A SUNY/CID Project Promotes Public Service Leadership in Haiti 

A community meeting last week in Akayè, Haiti, brought local leaders together with members of the SUNY/CID team. (Photo courtesy of CID)

ALBANY, N.Y. (Feb. 4, 2020) — Staff members from the State University of New York’s Center for International Development (SUNY/CID) won a U.S. State Department grant for public service projects to support its efforts to strengthen public service leadership in Haiti.

The Citizen Diplomacy Action Fund grant went Heather Senecal and Cecelia Skott of SUNY/CID; Rockefeller College of Public Affairs and Policy Assistant Professor Susan Appe; and SUNY New Paltz Professor Amy Nitza for their project, “Reimagining Haiti: Public Service Leadership.” The group is working closely with the Haiti Development Institute (HDI) to strengthen civil society and community leaders in Akayè, Haiti, by creating the groundwork for an Institute of Public Service. 


The youth in Akayè, Haiti, will paint murals and be involved in other in activities related to the "Reimagining Haiti: Public Service Leadership" grant. Above, a summer camp in 2018 used soccer as a way to teach leadership and decision making skills. (Photo by Heather Senecal)

Through community meetings and dialogues that began in January, the project will develop curricula for public servants, focusing on hands-on learning methods to build leadership skills. Additional civic engagement work will focus on local schools in Akayè, where students will work with local artists to design a mural depicting themes of public service and leadership. The project runs through May.

"We are grateful to the U.S. State Department and Partners of the Americas for this grant, which will allow us build a bridge from current efforts to future projects in Akayè, Haiti,” Senecal said. “This project was jointly borne out of inspiration from the work of the State University of New York (SUNY) to plan for educational, economic and social programs for sustainable community development in Haiti as well as an ongoing discussion with HDI about their goal of setting up an Institute of Public Service."

The Citizen Diplomacy grants support public service projects using the skills and knowledge of U.S. citizen alumni who have traveled abroad on U.S. government-funded exchange programs. Senecal and Skott were Peace Corp volunteers, and Appe and Nitza were Fulbright Scholars.
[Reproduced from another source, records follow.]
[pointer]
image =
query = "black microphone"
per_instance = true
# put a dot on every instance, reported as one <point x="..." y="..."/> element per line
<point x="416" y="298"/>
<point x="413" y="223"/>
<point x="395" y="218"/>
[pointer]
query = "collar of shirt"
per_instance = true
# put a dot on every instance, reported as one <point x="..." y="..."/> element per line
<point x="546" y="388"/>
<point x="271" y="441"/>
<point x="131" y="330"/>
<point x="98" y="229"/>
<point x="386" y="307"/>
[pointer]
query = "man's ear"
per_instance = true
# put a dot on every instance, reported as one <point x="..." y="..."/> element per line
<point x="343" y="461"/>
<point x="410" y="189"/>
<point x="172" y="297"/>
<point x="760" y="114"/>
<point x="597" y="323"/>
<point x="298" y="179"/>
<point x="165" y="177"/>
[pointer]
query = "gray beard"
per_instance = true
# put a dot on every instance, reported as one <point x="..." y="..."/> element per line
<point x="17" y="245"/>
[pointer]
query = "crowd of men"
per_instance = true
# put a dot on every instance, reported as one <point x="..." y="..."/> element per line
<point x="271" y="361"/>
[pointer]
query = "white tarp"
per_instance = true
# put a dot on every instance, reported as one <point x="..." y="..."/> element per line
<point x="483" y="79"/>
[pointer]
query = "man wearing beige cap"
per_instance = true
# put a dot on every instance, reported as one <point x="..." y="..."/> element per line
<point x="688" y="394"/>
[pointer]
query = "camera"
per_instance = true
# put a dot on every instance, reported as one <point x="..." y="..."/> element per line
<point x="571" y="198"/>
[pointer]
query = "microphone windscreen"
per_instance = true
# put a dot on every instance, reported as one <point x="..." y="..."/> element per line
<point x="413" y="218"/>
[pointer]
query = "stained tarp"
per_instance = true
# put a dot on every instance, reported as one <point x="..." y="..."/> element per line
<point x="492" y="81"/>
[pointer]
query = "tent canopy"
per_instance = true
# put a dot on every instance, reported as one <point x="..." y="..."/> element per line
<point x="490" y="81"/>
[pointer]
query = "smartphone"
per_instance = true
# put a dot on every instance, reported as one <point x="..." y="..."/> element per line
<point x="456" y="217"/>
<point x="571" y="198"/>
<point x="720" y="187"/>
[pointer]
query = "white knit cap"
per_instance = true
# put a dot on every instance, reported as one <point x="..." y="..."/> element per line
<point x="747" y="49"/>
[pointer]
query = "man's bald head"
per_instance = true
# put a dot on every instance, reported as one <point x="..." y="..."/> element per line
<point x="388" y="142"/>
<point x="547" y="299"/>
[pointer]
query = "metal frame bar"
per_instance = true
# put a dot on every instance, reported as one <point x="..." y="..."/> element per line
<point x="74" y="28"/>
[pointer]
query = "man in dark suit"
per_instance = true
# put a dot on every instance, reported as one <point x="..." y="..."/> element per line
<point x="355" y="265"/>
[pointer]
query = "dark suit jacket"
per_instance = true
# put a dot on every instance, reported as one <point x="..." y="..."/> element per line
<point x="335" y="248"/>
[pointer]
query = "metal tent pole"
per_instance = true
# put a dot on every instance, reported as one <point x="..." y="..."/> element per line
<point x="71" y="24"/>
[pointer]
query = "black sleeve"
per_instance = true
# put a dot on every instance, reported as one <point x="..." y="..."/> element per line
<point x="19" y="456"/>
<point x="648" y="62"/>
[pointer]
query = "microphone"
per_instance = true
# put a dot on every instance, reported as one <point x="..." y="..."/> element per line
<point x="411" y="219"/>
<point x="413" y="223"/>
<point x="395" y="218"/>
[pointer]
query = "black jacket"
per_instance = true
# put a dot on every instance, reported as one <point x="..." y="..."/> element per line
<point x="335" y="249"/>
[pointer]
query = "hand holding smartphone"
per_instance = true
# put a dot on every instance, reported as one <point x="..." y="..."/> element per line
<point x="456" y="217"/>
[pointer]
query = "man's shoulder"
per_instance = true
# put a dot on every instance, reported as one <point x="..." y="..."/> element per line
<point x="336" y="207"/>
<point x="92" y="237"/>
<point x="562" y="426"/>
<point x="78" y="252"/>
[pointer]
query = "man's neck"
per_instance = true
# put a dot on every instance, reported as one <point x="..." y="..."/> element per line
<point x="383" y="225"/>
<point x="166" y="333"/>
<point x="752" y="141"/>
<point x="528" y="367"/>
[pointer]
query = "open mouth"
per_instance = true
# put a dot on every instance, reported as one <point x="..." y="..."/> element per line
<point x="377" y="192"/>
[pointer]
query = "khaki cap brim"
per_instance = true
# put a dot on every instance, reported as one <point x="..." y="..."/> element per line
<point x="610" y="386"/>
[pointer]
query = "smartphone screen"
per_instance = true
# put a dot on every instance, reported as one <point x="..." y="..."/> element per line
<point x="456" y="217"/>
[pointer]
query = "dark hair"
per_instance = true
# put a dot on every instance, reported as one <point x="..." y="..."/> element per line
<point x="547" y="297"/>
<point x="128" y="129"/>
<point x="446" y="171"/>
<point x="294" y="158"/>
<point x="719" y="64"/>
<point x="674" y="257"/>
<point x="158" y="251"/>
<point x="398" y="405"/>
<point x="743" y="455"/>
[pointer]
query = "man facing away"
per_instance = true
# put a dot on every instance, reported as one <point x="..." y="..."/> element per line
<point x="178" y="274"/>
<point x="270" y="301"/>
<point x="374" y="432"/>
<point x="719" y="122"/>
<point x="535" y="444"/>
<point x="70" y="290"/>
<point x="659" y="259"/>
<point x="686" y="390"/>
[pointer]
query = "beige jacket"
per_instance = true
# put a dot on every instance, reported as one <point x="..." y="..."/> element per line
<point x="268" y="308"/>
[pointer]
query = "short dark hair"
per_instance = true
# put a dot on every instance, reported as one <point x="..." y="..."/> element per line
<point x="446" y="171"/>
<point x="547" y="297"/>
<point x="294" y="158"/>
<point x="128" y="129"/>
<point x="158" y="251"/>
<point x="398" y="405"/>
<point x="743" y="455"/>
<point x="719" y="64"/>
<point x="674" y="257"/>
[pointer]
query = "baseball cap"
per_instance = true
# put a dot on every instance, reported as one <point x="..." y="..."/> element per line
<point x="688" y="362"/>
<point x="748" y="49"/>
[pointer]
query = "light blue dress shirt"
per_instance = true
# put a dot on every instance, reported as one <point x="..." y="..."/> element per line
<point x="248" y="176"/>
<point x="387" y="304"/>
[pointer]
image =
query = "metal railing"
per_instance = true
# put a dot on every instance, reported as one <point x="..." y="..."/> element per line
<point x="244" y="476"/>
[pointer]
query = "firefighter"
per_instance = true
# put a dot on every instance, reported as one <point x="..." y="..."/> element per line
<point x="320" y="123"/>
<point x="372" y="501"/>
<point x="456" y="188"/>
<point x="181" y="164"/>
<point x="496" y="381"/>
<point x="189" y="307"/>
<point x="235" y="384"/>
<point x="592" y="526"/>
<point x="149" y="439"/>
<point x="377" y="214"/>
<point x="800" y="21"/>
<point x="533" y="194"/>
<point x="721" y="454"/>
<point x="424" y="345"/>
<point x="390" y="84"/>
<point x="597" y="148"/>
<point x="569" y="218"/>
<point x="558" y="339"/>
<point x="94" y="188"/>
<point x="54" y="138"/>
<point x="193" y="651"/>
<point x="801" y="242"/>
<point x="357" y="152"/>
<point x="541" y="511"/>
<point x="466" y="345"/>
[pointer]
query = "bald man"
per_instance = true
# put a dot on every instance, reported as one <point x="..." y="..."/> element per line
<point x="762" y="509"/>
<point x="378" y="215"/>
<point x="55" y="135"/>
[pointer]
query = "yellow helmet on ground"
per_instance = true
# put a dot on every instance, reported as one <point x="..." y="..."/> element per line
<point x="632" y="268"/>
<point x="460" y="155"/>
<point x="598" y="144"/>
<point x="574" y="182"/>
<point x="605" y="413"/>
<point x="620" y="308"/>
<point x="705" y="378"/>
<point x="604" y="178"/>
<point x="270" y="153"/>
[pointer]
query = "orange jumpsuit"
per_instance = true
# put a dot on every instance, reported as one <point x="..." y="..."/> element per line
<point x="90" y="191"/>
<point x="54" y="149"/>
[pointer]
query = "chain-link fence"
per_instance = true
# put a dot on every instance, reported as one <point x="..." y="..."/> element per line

The grant will support the development of three leadership modules for public servants that will initially be run by HDI until the Institute of Public Service is up and running. The goal of the Institute is to create and advance the development of the public interest in Haiti and train community members who can then collectively solve local public problems.

"I applaud my colleagues’ continued commitment to public service. Their time and efforts in this work — outside of their responsibilities at SUNY/CID — are an inspiration to the University community," said SUNY/CID Director Gina Volynsky.

A leading university-based international development center dedicated to enhancing the knowledge and practice of governance and policymaking, SUNY/CID is part of UAlbany’s Rockefeller College of Public Affairs and Policy. It draws upon SUNY’s extensive intellectual and technical resources, and serves as a key component of the University's commitment to excellence in international education, cross-cultural exchange, and sustainable development.